One by one the flying little figures under the arc-light melted away in the direction of the commanding voice and home and bed. And Emma McChesney forgot all about fresh young kids and featherloom petticoats and discounts and bills of lading and sample-cases and grouchy buyers. After all, it had been her protecting maternal instinct which had been aroused by the boy at supper, although she had not known it then. She did not know it now, for that matter. She was busy remembering just such evenings in her own life—summer evenings, filled with the high, shrill laughter of children at play. She too, had stood in the doorway, making a funnel of her hands, so that her clear call through the twilight might be heard above the cries of the boys and girls. She had known how loath the little feet had been to leave their play, and how they had lagged up the porch stairs, and into the house. Years, whose memory she had tried to keep behind her, now suddenly loomed before her in the dim quiet of the little flower-scented park.

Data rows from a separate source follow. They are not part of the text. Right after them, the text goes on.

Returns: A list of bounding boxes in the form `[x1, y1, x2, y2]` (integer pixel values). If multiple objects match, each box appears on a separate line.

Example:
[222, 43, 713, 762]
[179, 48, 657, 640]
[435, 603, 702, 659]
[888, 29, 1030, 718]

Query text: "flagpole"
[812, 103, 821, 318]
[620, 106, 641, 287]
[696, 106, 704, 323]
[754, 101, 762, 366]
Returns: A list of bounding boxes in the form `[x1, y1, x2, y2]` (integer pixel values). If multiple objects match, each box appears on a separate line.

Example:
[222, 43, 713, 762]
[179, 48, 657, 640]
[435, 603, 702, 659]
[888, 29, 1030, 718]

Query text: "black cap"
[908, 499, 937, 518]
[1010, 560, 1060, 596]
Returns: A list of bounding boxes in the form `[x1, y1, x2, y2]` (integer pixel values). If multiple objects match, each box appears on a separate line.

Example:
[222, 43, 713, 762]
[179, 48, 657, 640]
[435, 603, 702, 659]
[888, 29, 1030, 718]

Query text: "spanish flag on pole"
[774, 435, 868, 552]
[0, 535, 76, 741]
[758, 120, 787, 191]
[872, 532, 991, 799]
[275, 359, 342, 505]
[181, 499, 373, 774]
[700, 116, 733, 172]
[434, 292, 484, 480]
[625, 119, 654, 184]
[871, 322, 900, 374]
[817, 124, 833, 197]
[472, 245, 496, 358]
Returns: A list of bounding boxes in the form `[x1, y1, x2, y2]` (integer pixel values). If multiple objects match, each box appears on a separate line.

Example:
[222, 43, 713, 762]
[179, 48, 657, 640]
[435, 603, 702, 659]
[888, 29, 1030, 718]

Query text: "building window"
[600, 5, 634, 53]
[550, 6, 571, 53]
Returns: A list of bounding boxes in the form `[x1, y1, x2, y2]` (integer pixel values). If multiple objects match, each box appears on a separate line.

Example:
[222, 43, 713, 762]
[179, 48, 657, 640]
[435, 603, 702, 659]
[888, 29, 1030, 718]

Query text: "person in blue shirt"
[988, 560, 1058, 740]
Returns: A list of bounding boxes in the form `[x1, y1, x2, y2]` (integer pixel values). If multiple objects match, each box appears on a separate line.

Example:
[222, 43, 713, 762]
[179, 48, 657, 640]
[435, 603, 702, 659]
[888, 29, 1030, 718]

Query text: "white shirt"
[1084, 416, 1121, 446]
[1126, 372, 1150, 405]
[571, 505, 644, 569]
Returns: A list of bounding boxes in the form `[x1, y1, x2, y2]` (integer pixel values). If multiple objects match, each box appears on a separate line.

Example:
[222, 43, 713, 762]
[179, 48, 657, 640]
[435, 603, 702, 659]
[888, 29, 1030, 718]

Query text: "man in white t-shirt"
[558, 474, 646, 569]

A voice broke the silence, and sent her dream-thoughts scattering to the winds.

“Honestly, kid,” said the voice, “I could be crazy about you, if you'd let me.”

The forgotten figure beside her woke into sudden life. A strong arm encircled her shoulders. A strong hand seized her own, which were clasped behind her head. Two warm, eager lips were pressed upon her lips, checking the little cry of surprise and wrath that rose in her throat.

Emma McChesney wrenched herself free with a violent jerk, and pushed him from her. She did not storm. She did not even rise. She sat very quietly, breathing fast. When she turned at last to look at the boy beside her it seemed that her white profile cut the darkness. The man shrank a little, and would have stammered something, but Emma McChesney checked him.

{Illustration: “'That was a married kiss—a two-year-old married kiss at least.'”}

“You nasty, good-for-nothing, handsome young devil, you!” she said. “So you're married.”

He sat up with a jerk. “How did you—what makes you think so?”

“That was a married kiss—a two-year-old married kiss, at least. No boy would get as excited as that about kissing an old stager like me. The chances are you're out of practise. I knew that if it wasn't teeth or impediment it must be morals. And it is.”